Notable among the other books in Kahn’s “deep dive” is brother and sister team Andrew and Kate Bernheimer’s collection of 19 case studies, Fairy Tale Architecture (Oro Editions), wherein Jack’s beanstalk as designed by the firm Levenbetts looks like, in the reviewer’s words, “a terrifying amusement park ride snarled in garden hoses. Little Red Riding Hood, according to the architects Mary English and Xavier Vendrell, was swallowed by the wolf at Robert Venturi’s famed 1960s gabled house designed for his mother, Vanna Venturi.

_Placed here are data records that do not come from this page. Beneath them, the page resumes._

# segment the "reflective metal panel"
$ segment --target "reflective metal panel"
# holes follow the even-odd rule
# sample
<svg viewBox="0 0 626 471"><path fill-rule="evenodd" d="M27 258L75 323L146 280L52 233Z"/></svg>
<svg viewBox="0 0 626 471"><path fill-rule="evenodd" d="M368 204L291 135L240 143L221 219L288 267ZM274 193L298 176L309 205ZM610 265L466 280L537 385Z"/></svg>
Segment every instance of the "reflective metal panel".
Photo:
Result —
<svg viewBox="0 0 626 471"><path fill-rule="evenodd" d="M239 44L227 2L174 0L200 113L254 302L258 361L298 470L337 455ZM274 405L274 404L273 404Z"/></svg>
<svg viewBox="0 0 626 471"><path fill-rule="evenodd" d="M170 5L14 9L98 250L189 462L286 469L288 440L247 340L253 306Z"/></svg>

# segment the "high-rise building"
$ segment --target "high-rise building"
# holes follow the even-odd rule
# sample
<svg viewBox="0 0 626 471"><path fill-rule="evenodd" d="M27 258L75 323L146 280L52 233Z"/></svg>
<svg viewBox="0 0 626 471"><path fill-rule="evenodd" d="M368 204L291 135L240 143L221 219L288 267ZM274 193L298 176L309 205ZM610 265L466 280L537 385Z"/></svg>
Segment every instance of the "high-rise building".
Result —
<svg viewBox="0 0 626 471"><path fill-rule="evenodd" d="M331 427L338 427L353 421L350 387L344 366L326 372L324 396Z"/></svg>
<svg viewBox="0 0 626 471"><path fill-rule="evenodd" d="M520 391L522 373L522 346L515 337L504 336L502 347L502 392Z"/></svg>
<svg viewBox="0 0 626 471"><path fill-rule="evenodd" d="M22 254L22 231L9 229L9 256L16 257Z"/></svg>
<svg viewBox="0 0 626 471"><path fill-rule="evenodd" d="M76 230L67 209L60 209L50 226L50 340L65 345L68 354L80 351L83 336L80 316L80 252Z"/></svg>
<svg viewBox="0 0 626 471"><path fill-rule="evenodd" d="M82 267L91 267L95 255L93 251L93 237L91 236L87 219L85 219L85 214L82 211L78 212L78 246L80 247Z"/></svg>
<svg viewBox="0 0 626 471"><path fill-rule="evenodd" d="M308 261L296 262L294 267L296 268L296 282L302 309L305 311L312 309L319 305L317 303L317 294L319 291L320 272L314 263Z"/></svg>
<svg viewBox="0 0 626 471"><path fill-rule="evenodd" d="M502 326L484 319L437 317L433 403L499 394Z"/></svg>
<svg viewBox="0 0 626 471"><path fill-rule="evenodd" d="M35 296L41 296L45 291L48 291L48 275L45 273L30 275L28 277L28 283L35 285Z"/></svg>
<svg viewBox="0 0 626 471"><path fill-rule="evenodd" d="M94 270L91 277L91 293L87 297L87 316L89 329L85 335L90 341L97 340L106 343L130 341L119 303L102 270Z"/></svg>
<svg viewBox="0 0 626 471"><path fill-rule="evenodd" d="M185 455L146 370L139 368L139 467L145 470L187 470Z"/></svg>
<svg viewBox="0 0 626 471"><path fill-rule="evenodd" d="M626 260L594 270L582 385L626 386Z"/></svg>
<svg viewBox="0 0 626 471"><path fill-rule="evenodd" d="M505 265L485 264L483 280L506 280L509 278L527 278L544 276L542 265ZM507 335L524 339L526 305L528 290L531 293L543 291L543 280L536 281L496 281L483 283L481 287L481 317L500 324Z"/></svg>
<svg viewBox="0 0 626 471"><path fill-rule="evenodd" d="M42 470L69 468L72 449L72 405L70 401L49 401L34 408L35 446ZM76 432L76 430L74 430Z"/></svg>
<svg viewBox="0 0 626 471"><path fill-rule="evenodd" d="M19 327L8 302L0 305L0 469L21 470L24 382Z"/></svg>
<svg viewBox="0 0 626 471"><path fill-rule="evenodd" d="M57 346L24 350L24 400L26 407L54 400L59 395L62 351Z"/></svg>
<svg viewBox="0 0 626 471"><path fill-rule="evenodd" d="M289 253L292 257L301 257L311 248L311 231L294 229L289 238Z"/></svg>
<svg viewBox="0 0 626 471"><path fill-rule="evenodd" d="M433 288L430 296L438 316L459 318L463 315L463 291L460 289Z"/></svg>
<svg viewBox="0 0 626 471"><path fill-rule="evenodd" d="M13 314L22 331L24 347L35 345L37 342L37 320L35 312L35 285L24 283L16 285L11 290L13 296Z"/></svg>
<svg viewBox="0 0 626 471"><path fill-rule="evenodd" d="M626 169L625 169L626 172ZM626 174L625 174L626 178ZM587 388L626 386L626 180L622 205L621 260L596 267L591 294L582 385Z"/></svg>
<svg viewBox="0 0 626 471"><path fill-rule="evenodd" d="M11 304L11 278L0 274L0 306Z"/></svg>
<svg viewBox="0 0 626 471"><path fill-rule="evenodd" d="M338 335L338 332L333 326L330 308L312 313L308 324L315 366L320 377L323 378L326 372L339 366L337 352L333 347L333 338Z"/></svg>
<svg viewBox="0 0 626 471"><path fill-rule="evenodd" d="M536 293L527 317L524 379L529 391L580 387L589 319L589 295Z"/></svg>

The engineering firm Guy Nordenson and Associates proposed a concrete and timber tower for Rapunzel, reinforced by ‘intermittent outrigger beams.’ Just below its conical roof, her blonde braid cascades from a narrow opening and is kept clear of eye-gouging thorn bushes even while princes are climbing. ‘Strength of locks shall satisfy live load requirements,’ the rendering’s notations caution, in a welcome dose of deadpan escapism for a year otherwise so drained of joy.”
Architecture begins at home. In this room, in fact. A day ago, it was a hodgepodge ghetto of books, leaning towers, and ramshackle tenements about to topple until I put them right, not so much rebuilding as redistributing. The magic password is “stories,” the Open Sesame to a childhood fantasy of Art Deco New York, where each tower, from the RCA Building to the Empire State, could be imagined housing floor after floor of narratives, essays, adventures. Yes, I was once so naively new-to-the-world that I thought the 102 stories of the Empire State Building were somehow magically equivalent to the stories in books.